Ça je ne sais pas ; mais je crois qu’aux Etats-Unis comme ici, comme partout, il y a autant de manières de faire que de médecins. Partout dans le monde, il doit y avoir des médecins, pour qui, comme chez le Dr Sara, le principe de vérité est fondamental. Mais l’inverse, je le sais, existe aussi bien sûr. On ne peut nier que lui, de par son humanité, est un médecin exceptionnel, d’ailleurs tous les gens qui sortent du film disent « si j’ai un cancer un jour je veux être soigné par lui ! » En fait, la question de la vérité (sur la condamnation et sur le temps de survie) s’est avérée centrale dès le début de ce projet. Avec Marcia Romano, la coscénariste, on était divisées sur la question : elle assurait ne pas vouloir savoir, et moi j’affirmais que je voudrais savoir. Alors on avait envie que les gens sortent en se posant la question : « est-ce-que, dans cette situation, je voudrais ou non, savoir ? »

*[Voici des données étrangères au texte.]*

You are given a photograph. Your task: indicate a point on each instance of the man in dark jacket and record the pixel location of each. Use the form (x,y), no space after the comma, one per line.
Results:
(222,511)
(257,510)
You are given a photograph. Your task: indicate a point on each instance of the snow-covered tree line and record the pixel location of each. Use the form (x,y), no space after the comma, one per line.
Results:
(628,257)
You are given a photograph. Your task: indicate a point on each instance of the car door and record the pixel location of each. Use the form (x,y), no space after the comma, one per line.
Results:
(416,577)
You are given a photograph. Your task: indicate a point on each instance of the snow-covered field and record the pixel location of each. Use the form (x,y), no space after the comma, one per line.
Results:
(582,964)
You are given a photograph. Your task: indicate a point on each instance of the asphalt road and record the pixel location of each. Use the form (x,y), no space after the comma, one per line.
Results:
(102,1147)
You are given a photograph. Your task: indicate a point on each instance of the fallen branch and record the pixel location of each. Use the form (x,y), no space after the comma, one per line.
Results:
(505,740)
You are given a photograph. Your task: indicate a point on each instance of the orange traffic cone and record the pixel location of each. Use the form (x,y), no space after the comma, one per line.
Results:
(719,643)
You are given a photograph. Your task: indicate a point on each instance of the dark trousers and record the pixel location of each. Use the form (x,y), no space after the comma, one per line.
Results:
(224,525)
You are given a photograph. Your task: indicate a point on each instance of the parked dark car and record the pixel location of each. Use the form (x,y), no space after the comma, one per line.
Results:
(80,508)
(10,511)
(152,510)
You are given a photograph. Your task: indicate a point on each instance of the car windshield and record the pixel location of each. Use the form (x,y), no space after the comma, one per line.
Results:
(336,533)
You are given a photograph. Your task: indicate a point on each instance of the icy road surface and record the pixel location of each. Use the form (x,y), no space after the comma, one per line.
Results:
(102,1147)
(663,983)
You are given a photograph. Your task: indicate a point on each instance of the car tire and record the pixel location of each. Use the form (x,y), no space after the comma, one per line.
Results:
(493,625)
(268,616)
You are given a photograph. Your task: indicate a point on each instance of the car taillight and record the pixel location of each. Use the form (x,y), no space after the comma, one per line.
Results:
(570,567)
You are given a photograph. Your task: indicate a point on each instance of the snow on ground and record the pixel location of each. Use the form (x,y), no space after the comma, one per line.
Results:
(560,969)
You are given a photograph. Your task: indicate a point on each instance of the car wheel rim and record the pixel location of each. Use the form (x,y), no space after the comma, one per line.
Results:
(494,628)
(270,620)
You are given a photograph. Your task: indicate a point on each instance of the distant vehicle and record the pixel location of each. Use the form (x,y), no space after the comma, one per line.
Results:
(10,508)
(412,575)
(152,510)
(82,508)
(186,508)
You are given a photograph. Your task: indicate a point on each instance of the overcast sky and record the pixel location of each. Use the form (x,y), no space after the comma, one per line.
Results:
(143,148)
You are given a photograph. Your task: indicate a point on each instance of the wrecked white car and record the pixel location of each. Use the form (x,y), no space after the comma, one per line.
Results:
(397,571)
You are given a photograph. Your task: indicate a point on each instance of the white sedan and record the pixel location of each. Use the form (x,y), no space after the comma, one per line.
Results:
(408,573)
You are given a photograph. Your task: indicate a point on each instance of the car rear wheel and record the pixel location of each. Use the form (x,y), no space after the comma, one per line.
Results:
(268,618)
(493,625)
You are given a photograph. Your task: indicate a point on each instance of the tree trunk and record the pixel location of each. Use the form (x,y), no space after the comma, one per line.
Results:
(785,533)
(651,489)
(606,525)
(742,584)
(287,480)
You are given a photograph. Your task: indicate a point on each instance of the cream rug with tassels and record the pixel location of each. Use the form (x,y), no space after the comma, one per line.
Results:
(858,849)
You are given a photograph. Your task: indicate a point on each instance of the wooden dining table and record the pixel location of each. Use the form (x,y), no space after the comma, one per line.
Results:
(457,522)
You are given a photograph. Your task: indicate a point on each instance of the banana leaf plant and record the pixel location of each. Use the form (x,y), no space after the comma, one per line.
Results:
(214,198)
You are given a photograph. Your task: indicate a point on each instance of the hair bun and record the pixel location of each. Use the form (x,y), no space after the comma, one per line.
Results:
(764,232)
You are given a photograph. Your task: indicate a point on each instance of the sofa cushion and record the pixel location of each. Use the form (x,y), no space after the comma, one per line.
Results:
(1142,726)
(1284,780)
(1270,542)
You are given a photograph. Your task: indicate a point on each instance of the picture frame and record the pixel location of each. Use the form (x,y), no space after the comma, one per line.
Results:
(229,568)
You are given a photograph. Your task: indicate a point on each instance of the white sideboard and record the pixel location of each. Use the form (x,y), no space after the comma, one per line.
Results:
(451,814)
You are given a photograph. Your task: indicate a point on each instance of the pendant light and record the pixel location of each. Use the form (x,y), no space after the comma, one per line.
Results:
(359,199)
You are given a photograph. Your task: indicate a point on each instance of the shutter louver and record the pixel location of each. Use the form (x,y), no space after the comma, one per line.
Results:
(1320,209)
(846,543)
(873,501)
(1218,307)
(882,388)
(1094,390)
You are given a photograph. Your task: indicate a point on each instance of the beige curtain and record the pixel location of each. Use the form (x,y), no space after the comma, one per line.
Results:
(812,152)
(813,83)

Quand on voit le film, on a une impression étrange : celle d’une intention qui bascule. Au départ, pour moi, c’est un film sur ce lien mère enfant, sur cet accompagnement et à un moment l’emporte la façon dont Benoît Magimel interprète magistralement cette fin de vie. 
C’est vrai. Le point de départ était de comprendre comment un médecin amène un homme à mourir et sa mère à accepter que son fils parte avant elle, ce qui est inacceptable pour tout parent. Et, petit à petit, il y a quelque chose qui a pris le dessus ; ce quelque chose c’est l’expérience métaphysique, par le jeu de Benoît, de ce que c’est que de mourir, de s’en aller. Et de faire le chemin pour l’accepter.

Delphine Horvilleur, une des premières femmes rabbins de France, accompagne souvent des hommes ou des femmes tout au long de leur maladie. Dans son dernier livre (« Vivre avec nos morts », Ed Grasset), elle parle des différentes phases par lesquelles les malades passent : le déni, la colère, la dépression, la négociation, la résignation. Dans votre film, elles y sont toutes, dans l’ordre. Ça aussi c’est intuitif ou là vous avez voulu du réalisme ? 
Je n’ai rien lu là-dessus mais je pense effectivement, qu’intuitivement, et une fois de plus, c’est venu comme ça, naturellement. Il y avait ce parti pris que tous les deux, mère et fils, soient dans le déni au départ ; puis évidemment il fallait la colère puis le travail du médecin pour l’amener à cette résignation. C’est le sens même du travail de ce médecin. Quelque part, la narration nous a dicté cet enchaînement que vous soulignez. Bien sûr, on a beaucoup entendu de malades du cancer s’exprimer, on a emmagasiné de nombreuses choses sur ce sujet et on s’est mises à la place du malade. Et Marcia Romano, comme moi, avons pu nous appuyer sur notre vie personnelle. Mais on n’a pas réfléchi comme ça.

À un moment le Dr Sara pose une question très étonnante à Benoît Magimel. Il lui dit : « Vous avez honte d’avoir le cancer ? ». Cette phrase, il l’a prononcée en consultation ? 
C’est ma phrase préférée du film ; elle est magnifique cette phrase. « Vous avez honte d’avoir le cancer ? », je trouve que c’est tellement beau de dire ça. On n’entend jamais ça… Cette phrase, elle vient de la journée d’essais que j’ai fait passer au Dr Sara, quand j’ai envisagé qu’il joue son propre rôle. Je lui ai fait jouer certaines scènes écrites avec des comédiens, et puis je lui ai fait faire des impros aussi ; dans l’une d’elles, je l’ai mis face à un jeune acteur qui était très mutique, très fermé, très mal. Et c’est dans son impro que le Dr Sara a dit cette phrase que j’ai entièrement retranscrite ; en fait, j’ai beaucoup fonctionné comme ça avec lui, lors de mes visites à New York. On faisait des simulations. Je lui disais : « voilà si je te dis ça, vas-y, qu’est-ce que tu vas dire ? Et si je te réponds ça, tu fais quoi ? etc ». Et comme il est très volubile, il déroulait des dialogues, en fait la plupart des dialogues qu’il prononce dans le film.

Drame d'Emmanuelle Bercot. 1 nomination au Festival de Cannes 2021 (Edition 74). 3,4 étoiles sur AlloCiné.